An assignment I have asked to find the total of a column, but it wants the answer as decimal, rounded to two digits. I got the total pretty easily. Took a bit to get it rounded, but now that I have that, the value is returned as a float object. I can't figure out how to convert this to a decimal. I've tried converting the float into a new dataframe, tried casting the float to doubletype, tried casting as part of the sum formula, I've even tried multiple ways of summing the column. I can't get this!
The DataFrame has a column called "tolls_amount". I tried two ways of summing it, neither of which seemed to return a decimal type (though both return the correct answer):
df2 = df.withColumn("tolls_amount", df["tolls_amount"].cast(DoubleType()))
sum_number = df2[["tolls_amount"]].groupBy().sum().collect()[0][0]
df2 = df.withColumn("tolls_amount", df["tolls_amount"].cast(DoubleType()))

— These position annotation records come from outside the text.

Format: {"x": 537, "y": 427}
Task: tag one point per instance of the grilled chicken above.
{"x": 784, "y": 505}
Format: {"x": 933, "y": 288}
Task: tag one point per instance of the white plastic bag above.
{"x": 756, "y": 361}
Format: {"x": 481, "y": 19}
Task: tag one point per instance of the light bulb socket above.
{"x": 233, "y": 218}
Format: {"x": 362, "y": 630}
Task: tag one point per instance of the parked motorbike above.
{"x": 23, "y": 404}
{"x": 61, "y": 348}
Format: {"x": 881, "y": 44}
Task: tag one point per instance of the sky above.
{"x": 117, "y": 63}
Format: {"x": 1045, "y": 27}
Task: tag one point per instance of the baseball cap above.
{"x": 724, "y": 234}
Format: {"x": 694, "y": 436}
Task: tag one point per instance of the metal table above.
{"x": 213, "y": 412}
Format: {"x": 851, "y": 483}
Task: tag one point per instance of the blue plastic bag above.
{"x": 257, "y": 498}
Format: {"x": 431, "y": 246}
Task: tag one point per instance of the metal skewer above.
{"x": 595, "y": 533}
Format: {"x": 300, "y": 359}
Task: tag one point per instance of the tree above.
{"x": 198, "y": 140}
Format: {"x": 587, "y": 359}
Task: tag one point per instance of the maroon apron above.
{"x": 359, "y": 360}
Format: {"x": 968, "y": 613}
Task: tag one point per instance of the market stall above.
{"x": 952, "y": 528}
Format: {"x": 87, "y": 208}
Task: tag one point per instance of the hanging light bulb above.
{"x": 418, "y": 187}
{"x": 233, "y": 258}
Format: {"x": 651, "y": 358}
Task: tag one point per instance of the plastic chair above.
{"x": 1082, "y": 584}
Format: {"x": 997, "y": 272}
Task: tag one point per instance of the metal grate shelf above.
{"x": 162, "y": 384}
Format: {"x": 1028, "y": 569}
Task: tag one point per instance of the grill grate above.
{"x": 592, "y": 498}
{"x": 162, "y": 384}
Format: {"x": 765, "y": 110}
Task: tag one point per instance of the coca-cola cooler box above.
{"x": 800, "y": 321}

sum_number = df2.agg({"tolls_amount":"sum"}).collect()[0]
just_num = sum_number["sum(tolls_amount)"].round(2)
Here's some of what I tried to get it as a decimal:
sum_number = df2[["tolls_amount"]].groupBy().sum().collect()[0][0]
sum_df = sum_number.withColumn("Total", sum_number.cast(DoubleType()))
sum_2 = sum_number.cast(DoubleType())
sum_number = df2[["tolls_amount"]].groupBy().sum().cast(DoubleType()).collect()[0][0]
I had some others, but have been removing them as they didn't work. Is there any way to accomplish this? The total of the column comes out to 2430066.7000020845 - rounded to 2430066.7 with round(sum_number, 2)
, but both have a type of float instead of decimal.